Ma première victoire n'est pas grande, mais elle m'a bien coûté. Un petit vase, laissé par je ne sais qui derrière une fenêtre, se trouva brisé. Notre Maîtresse me croyant coupable de l'avoir laissé traîner, me dit de faire plus attention une autre fois, que je manquais totalement d'ordre; enfin elle parut mécontente. Sans rien dire, je baisai la terre, ensuite je promis d'avoir plus d'ordre à l'avenir. A cause de mon peu de vertu, ces petites pratiques, je l'ai dit, me coûtaient beaucoup, et j'avais besoin de penser qu'au jour du Jugement tout serait révélé.
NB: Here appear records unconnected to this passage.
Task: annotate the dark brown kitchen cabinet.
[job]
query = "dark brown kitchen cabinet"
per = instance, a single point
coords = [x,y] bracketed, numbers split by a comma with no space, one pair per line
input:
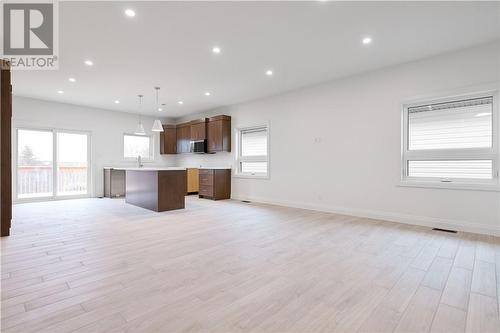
[199,129]
[215,184]
[168,140]
[219,134]
[183,138]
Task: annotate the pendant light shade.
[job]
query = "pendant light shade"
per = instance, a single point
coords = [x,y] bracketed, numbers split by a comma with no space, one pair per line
[157,126]
[140,129]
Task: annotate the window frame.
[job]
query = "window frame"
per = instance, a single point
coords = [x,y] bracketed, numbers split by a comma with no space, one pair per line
[17,126]
[451,154]
[149,159]
[240,159]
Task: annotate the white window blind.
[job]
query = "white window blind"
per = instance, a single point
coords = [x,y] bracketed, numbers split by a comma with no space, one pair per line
[471,169]
[253,151]
[451,141]
[254,142]
[454,125]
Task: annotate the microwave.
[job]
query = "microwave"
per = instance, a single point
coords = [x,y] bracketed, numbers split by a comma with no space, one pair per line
[198,146]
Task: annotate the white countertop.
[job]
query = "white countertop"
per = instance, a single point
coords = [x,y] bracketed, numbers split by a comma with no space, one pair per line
[147,168]
[216,167]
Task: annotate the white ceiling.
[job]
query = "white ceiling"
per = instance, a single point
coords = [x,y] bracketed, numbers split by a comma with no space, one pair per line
[169,44]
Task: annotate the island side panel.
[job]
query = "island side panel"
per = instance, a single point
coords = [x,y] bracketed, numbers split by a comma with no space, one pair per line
[142,189]
[172,186]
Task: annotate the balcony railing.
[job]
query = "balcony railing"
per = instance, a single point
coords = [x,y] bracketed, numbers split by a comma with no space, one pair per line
[37,181]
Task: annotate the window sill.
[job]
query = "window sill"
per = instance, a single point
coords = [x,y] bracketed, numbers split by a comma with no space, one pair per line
[450,186]
[245,176]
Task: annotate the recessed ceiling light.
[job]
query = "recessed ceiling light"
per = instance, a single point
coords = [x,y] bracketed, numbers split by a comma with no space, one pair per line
[483,114]
[366,40]
[129,12]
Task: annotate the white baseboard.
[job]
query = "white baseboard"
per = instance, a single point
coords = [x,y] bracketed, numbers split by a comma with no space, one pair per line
[425,221]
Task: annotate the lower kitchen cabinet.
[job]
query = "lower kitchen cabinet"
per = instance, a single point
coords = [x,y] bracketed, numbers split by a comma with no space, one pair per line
[114,183]
[215,184]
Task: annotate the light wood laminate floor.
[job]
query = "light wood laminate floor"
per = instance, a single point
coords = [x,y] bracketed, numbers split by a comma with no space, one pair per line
[100,265]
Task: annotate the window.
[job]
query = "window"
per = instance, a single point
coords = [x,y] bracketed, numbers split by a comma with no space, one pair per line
[451,141]
[253,154]
[51,164]
[137,145]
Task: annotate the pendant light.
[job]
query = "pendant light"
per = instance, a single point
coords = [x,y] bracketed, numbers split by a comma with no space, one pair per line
[157,126]
[140,129]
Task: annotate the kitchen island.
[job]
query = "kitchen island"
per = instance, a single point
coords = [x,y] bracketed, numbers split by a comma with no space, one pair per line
[158,189]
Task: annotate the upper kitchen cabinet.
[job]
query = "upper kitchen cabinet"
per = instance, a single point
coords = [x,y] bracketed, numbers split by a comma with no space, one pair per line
[219,134]
[199,129]
[183,138]
[168,140]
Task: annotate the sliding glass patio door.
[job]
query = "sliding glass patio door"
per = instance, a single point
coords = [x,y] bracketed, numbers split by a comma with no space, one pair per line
[52,164]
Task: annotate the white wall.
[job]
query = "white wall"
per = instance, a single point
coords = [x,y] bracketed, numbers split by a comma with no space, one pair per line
[355,168]
[106,128]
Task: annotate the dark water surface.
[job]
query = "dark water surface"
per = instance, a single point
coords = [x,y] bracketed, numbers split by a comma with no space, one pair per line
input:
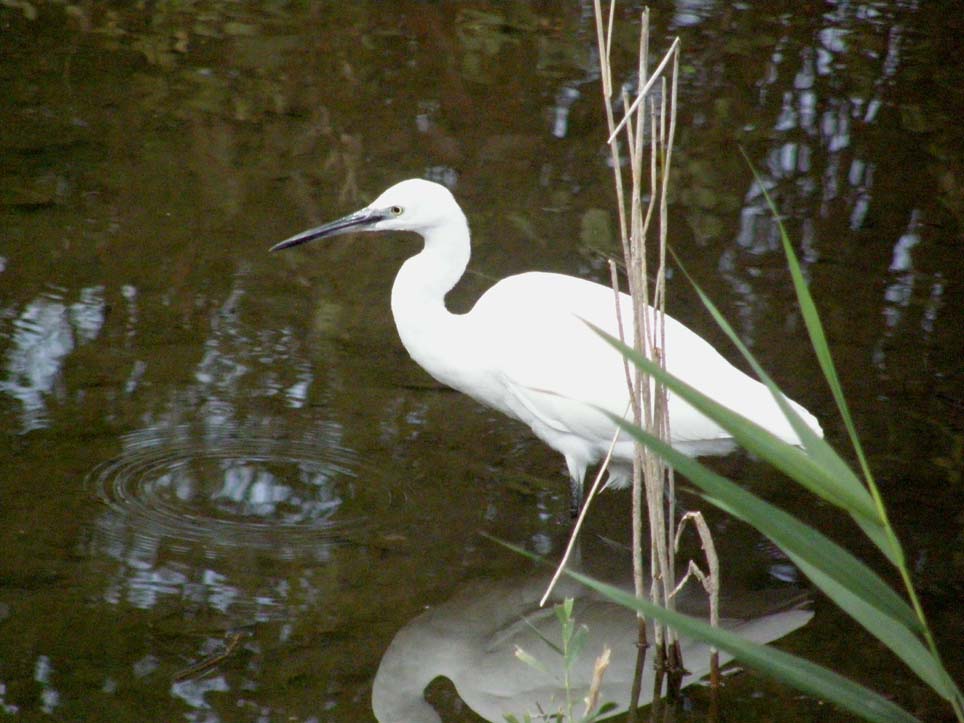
[210,449]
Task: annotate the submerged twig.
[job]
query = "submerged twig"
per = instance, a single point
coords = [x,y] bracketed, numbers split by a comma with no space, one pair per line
[197,670]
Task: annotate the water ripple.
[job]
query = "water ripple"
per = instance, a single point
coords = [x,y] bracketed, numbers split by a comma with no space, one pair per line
[248,492]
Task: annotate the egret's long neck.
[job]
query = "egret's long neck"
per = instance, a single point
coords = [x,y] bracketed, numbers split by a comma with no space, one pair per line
[429,331]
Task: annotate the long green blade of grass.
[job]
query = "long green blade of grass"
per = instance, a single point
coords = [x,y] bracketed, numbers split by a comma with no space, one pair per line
[788,459]
[792,536]
[855,588]
[904,644]
[822,453]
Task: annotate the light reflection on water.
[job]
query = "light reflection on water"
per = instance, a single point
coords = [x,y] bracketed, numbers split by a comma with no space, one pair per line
[183,509]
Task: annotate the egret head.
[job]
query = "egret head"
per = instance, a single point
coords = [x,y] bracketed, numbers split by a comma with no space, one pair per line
[412,205]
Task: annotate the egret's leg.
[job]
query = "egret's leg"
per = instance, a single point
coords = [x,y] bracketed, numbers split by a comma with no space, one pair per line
[575,497]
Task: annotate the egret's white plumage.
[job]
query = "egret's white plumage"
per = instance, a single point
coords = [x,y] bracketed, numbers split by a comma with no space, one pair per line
[525,349]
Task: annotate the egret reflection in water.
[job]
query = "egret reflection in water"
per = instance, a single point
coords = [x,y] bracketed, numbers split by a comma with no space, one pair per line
[471,640]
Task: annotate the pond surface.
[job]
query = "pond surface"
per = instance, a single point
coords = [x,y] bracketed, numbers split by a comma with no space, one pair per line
[225,488]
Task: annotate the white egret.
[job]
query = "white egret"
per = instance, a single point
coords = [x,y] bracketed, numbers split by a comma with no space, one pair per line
[525,349]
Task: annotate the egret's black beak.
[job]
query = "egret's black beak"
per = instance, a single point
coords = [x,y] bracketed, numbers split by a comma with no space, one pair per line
[358,221]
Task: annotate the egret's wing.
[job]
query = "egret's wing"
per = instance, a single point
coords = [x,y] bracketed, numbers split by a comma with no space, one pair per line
[558,370]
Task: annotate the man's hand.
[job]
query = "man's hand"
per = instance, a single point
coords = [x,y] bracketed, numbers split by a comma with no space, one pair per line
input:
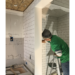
[43,41]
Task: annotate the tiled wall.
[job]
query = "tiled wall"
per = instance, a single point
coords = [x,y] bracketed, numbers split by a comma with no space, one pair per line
[14,51]
[29,32]
[65,3]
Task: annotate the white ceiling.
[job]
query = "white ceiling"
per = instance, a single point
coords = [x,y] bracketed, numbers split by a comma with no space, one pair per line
[56,11]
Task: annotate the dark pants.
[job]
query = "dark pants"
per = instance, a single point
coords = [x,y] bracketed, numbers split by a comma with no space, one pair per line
[66,68]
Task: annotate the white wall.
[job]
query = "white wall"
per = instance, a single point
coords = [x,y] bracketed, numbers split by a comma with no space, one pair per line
[49,23]
[63,27]
[66,29]
[14,50]
[65,3]
[29,32]
[13,25]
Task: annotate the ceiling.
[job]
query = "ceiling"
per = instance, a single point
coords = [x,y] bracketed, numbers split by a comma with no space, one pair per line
[18,5]
[54,13]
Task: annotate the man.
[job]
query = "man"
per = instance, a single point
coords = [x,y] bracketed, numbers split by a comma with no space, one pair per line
[60,49]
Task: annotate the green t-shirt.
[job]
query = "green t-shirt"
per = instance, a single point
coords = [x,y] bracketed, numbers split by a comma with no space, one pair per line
[58,44]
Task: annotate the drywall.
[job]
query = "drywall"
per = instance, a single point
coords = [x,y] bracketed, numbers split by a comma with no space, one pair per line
[14,50]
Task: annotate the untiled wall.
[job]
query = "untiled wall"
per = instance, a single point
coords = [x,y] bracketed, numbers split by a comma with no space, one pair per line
[14,51]
[29,38]
[65,3]
[64,28]
[50,23]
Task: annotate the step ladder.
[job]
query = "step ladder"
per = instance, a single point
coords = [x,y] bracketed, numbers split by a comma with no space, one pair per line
[53,65]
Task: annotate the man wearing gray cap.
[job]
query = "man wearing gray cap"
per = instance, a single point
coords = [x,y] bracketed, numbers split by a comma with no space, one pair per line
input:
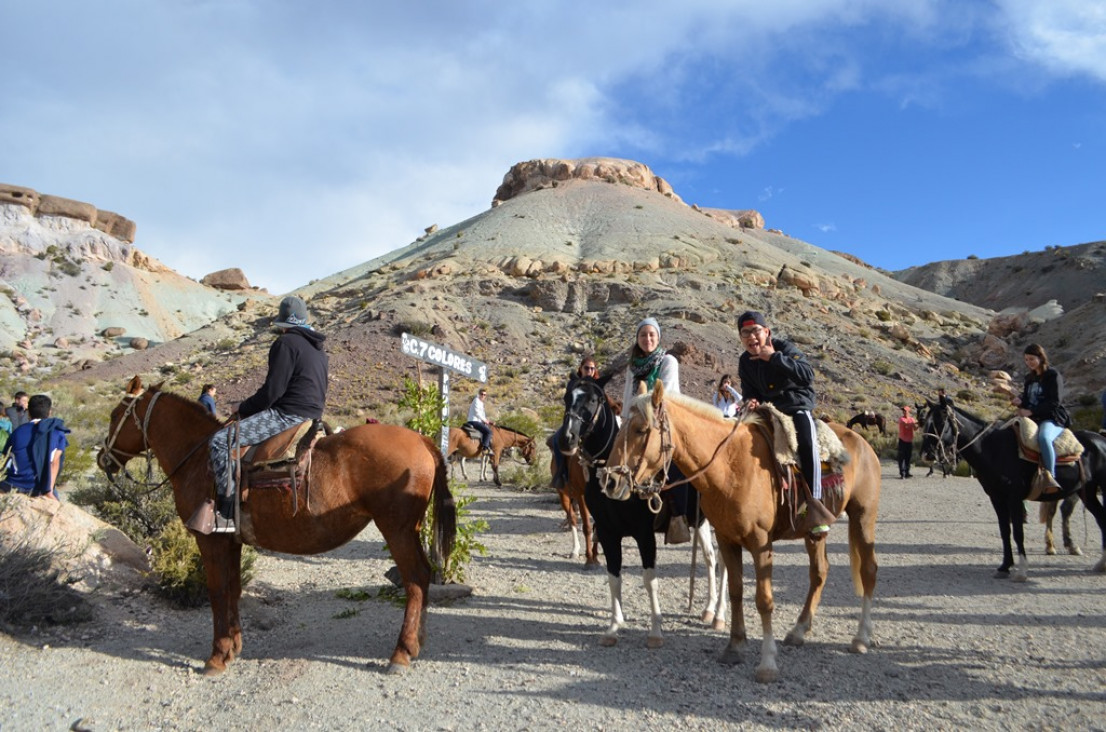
[293,393]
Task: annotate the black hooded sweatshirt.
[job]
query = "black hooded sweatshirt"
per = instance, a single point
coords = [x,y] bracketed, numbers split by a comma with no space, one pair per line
[296,379]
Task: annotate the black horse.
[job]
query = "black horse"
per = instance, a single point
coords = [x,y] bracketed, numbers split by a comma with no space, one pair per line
[588,431]
[950,434]
[866,419]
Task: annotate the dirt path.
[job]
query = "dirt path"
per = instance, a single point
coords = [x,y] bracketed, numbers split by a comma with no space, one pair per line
[959,649]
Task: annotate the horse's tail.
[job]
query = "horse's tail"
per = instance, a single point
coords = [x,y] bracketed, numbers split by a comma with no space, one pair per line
[445,512]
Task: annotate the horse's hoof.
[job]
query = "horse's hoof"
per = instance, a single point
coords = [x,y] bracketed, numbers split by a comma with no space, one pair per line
[730,657]
[767,675]
[211,669]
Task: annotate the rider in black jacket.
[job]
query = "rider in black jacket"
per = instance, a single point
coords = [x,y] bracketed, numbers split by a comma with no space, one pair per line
[774,370]
[294,391]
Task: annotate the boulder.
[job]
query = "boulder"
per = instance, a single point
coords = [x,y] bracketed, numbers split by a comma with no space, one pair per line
[229,279]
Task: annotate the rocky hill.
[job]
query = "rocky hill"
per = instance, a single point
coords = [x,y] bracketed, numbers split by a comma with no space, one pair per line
[565,262]
[76,290]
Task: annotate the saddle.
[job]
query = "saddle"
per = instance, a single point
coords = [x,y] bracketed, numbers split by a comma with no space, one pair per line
[281,462]
[1068,448]
[803,510]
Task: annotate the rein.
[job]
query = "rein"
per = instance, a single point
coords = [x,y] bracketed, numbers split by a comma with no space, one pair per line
[651,490]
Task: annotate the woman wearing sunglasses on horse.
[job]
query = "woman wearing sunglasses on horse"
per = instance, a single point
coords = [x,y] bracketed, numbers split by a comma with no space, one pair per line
[649,363]
[1042,400]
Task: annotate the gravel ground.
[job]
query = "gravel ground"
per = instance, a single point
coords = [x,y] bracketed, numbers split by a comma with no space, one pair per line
[958,648]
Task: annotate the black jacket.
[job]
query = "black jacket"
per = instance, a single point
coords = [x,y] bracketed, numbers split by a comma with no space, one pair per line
[786,379]
[1050,398]
[296,379]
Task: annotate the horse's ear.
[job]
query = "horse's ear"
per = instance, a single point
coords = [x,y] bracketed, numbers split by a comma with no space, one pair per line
[658,394]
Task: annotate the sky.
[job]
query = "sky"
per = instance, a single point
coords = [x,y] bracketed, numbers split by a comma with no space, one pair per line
[295,139]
Je m'appliquais surtout aux petits actes de vertu bien cachés; ainsi j'aimais à plier les manteaux oubliés par les sœurs, et je cherchais mille occasions de leur rendre service. L'attrait pour la pénitence me fut aussi donné; mais rien ne m'était permis pour le satisfaire. Les seules mortifications que l'on m'accordait consistaient à mortifier mon amour-propre; ce qui me faisait plus de bien que les pénitences corporelles.
Cependant la sainte Vierge m'aidait à préparer la robe de mon âme; aussitôt qu'elle fut achevée, les obstacles s'évanouirent, et ma profession se trouva fixée au 8 septembre 1890. Tout ce que je viens de dire en si peu de mots demanderait bien des pages; mais ces pages ne se liront jamais sur la terre...
... «Avant de partir, mon Jésus m'a demandé dans quel pays je
voulais voyager, quelle route je désirais suivre. Je lui ai répondu
que je n'avais qu'un seul désir, celui de me rendre au sommet de la
montagne de l'AMOUR.
Et Notre-Seigneur me prit par la main...»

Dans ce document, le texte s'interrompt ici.